Sorriso, emozioni e sentimenti positivi sono sempre state le armi vincenti di Gianluca Minardi, titolare del bar ‘Smilzo’ di Sassoferrato. ‘Isolamento per contagio da Coronavirus’ sono le parole che, appena due settimane fa, hanno cambiato l’orizzonte quotidiano di questo 43enne. La febbre alta, la scoperta di essere stato infettato dal Covid 19, il ricovero all’ospedale a Jesi, il dover indossare il respiratore d’ossigeno, il vedere i sanitari muoversi attorno a lui protetti da camice, mascherina, cuffia e guanti, hanno trasformato quella stanza del ‘Carlo Urbani’ in un microcosmo senza punti di riferimento. Ci è stato risucchiato dentro insieme alle sue certezze, lontano da tutto e da tutti, anche se a Sassoferrato in tanti contano i giorni per riabbracciarlo. Di questi tempi la corsia di ospedale è una specie di «lazzaretto» come la definisce scherzando Gianluca. Dove il tempo scorre lento e dove la solidarietà tra personale e pazienti tiene alto il desiderio di guarire presto per tornare a casa,  come racconta a Cronache Ancona.

Gianluca tutto è cominciato il 19 marzo….
«Si, qui a Jesi sono arrivato quel giorno dopo che all’ospedale di Fabriano mi avevano trovato positivo al virus con una polmonite estesa in entrambi i polmoni. Una cosa è certa, le tempistiche d’intervento per aiutare chi è contagiato sono troppo lunghe. Nel mio caso avevo febbre da 5 giorni sempre sui 39 gradi prima dell”intervento del 118. Al secondo giorno di febbre alta ho contattato il numero verde regionale descrivendo i miei sintomi, hanno subito snobbato la mia richiesta perché al telefono avevo detto di essere privo di tosse e di respirare bene».

Magari hanno pensato che non fossi un paziente grave…
«Premetto che ho sempre respirato bene e che anche i giorni a seguire, anche dopo il ricovero non ho avuto mai tosse. Io devo dire grazie alla mia tempra, al mio buono stato di salute che sta reggendo alla malattia, ma per molti si arriva all’ospedale già in condizioni critiche che possono mettere a rischio la vita. Se s’intervenisse con celerità molti casi come il mio potrebbero essere curati a casa, senza andare a congestionare e saturare i nosocomi della nostra regione convertiti per accogliere i pazienti Covid».

Come si vive isolati in ospedale?
«E’ difficile. Io spero di uscirne presto, perché qui dentro è veramente dura, dobbiamo solo ringraziare il corpo infermieristico che si prodiga per la nostra salute e soprattutto ci supporta con qualche sorriso e qualche chiacchiera».

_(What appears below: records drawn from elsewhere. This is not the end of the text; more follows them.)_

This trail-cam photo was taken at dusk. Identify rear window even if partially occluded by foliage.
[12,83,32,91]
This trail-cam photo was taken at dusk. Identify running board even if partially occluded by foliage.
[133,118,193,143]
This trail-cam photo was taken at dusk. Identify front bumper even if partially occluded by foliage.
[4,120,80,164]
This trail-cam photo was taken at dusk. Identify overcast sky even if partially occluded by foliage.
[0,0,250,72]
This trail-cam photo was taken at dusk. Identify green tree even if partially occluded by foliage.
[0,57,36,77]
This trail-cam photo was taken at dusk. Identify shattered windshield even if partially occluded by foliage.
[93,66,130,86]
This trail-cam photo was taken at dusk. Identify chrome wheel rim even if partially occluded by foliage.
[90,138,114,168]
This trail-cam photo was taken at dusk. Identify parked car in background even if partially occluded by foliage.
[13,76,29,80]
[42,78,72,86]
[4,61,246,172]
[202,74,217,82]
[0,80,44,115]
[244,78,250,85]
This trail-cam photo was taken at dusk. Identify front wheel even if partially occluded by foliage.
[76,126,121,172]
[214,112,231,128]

Quali sono le difficoltà maggiori che affronta di chi è malato lontano dai propri affetti?
«Oltre alla sofferenza fisica? Credo che una mancanza fondamentalmente sia nell’assenza totale di un servizio di supporto psicologico per i pazienti, importante per chi non ha i mezzi per tirarsi su di morale. Oltre il corpo anche l’anima va aiutata come elemento fondante di ripresa per lo spirito. Ho visto anziani soli che non hanno figli dire “… io fuori non ci ritorno…“. La rassegnazione è la prima sconfitta e qui dentro non ce la si può permettere».

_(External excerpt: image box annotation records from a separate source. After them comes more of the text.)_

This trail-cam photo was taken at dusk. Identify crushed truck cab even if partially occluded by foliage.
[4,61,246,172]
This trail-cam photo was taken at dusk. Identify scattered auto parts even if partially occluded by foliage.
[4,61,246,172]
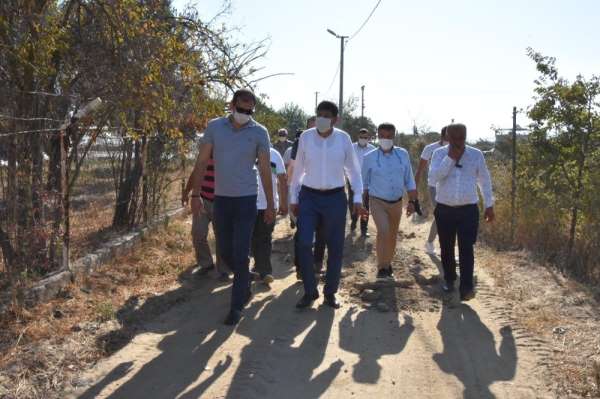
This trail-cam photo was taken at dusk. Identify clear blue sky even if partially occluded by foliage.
[174,0,600,140]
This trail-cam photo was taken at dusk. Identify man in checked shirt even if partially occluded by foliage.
[429,123,494,301]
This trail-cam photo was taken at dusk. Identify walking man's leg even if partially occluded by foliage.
[370,198,390,278]
[319,191,347,308]
[458,205,479,300]
[434,205,457,292]
[425,186,437,255]
[296,189,318,308]
[252,210,275,284]
[192,212,215,275]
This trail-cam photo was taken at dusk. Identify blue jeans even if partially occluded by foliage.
[213,195,257,311]
[297,188,347,296]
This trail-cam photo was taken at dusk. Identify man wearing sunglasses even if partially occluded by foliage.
[191,89,275,325]
[429,123,494,301]
[290,101,365,309]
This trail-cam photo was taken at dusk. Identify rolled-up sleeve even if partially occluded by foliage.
[404,152,417,191]
[477,152,495,208]
[289,136,306,204]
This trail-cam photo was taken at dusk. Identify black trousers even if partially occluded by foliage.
[434,204,479,293]
[252,210,275,277]
[294,216,325,272]
[348,184,369,233]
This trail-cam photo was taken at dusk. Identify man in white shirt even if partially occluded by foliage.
[252,147,288,286]
[348,128,375,237]
[415,126,448,255]
[429,123,494,301]
[290,101,365,309]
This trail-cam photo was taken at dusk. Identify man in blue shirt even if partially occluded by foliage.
[362,123,417,279]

Comunque l’Istituto superiore di sanità  parla di un picco dei contagi quasi raggiunto…
«Qui all’ospedale di Jesi oltre ai 4 già esistenti reparti di “covideria”, la Marina Militare sta allestendo un nuovo ospedale da campo con altri 40 posti. Non credo che la situazione sia ancora sulla via della normalizzazione».

Qual è la prima cosa che farai appena sarai dimesso e tornerai a casa?
«Dopo il ricovero ci sarà la quarantena domiciliare. Anche se non potrò riabbracciare nessuno mi accontenterò di sentire e rivedere dal vivo i miei bimbi e l’affetto della mia compagna. Poi sogno di gustami un gran bel piatto di carbonara, che non guasta!»

Che mondo sarà, secondo te, quello del dopo-Coronavirus?
«Speriamo di uscirne tutti più virtuosi e meno egoisti. Per adesso a chi sta casa, dico con insistenza di spegnere le TV: basta telegiornali, basta ascoltare numeri su numeri. Non fatevi abbassare le difese del sistema immunitario seguendo la cronaca dei bollettini di contagi e decessi. Sapete a memoria come comportarvi: dedicatevi esclusivamente alla bellezza e al fascino discreto delle piccole cose. Ne usciremo prima o poi. Ce la faremo. Mi sento di augurare buona fortuna a tutti».